И смазливый актёр с усиками, игравший самого Иоганна-младшего и похожий на грузина, подпевал ей в венском лесу, а я, помнится, ужасно жалел милую простодушную жену композитора, которая могла лишь печально улыбаться, глядя на очередное увлечение своего легкомысленного мужа. (Что, увы, нисколько не помешало мне впоследствии вести себя так же, как он.)

Общение с полями и оврагами, с ручьями и рощами было воистину благодатным, но не вполне заменяло общение с себе подобными. А его почти не было: знакомых — ни одного, а из тех, незнакомых, кого видел в столовой, в библиотеке, возле единственного телефона-автомата или на дорожках и терренкурах (выражаясь по-санаторному), никто вроде бы не интересовался моей персоной и не стремился поскорее узнать что-либо об этом одиноком «рыцаре печального образа», кто, хотя и не верхом на отощавшем Росинанте, и без толстяка Санчо Пансы, но, в сущности, был ведь тоже из тех, кто воюет с ветряными мельницами — только не в поле, а в своей собственной душе. От скуки и потому, что когда-то любил эту игру, я начал заходить в биллиардную и кого-то даже изредка обыгрывал. От той же скуки, перелистывая лежащую на столе в библиотеке Книгу отзывов, сочинил доброжелательный стишок в адрес Малеевки, где были такие строчки:

  …Здесь пир восходов и закатов,

Здесь каждый со своей женой,

Здесь в пирамидку сам Агатов

Однажды был обыгран мной!..

Правда ведь, неплохо? Одни рифмы чего стОят! Но какая-то весьма критично-настроенная дама — быть может, как и я, не находящая ни в чём утешения, подвергла в той же Книге отзывов мой стишок резкому осуждению, назвав его развязным, циничным и ещё каким-то. И, вполне вероятно, была права.

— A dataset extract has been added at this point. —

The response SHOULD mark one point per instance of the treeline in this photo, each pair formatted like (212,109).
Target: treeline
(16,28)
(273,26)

В столовой трижды в день я встречался за столом с молчаливым седоватым человеком, который, как я слышал краем уха, писал прозу и стихи о войне и сам в ней участвовал. (Что не извиняло его за то, что он ни разу не поздоровался и не пожелал приятного аппетита.) И я как-то подумал, глядя на него, что и мне надо бы, может, о ней написать. О войне, то есть. Почему нет? Но чтО и, главное, кАк?

Конечно, я о ней уже немало читал. Мне нравилось, что и как писали Константин Воробьёв, Виктор Некрасов, Булат Окуджава… (Кондратьев, Астафьев, Богомолов тогда ещё не издали своих книг о войне.) А то, что писали о войне Симонов, Шолохов и многие другие, меня не слишком интересовало: это было, главным образом, «о подвигах, о славе», а не о том, что называется у идеалистов разного толка «неповторимым и бессмертным Божественным началом» — сиречь, душой, а у обыкновенных людей — внутренними переживаниями.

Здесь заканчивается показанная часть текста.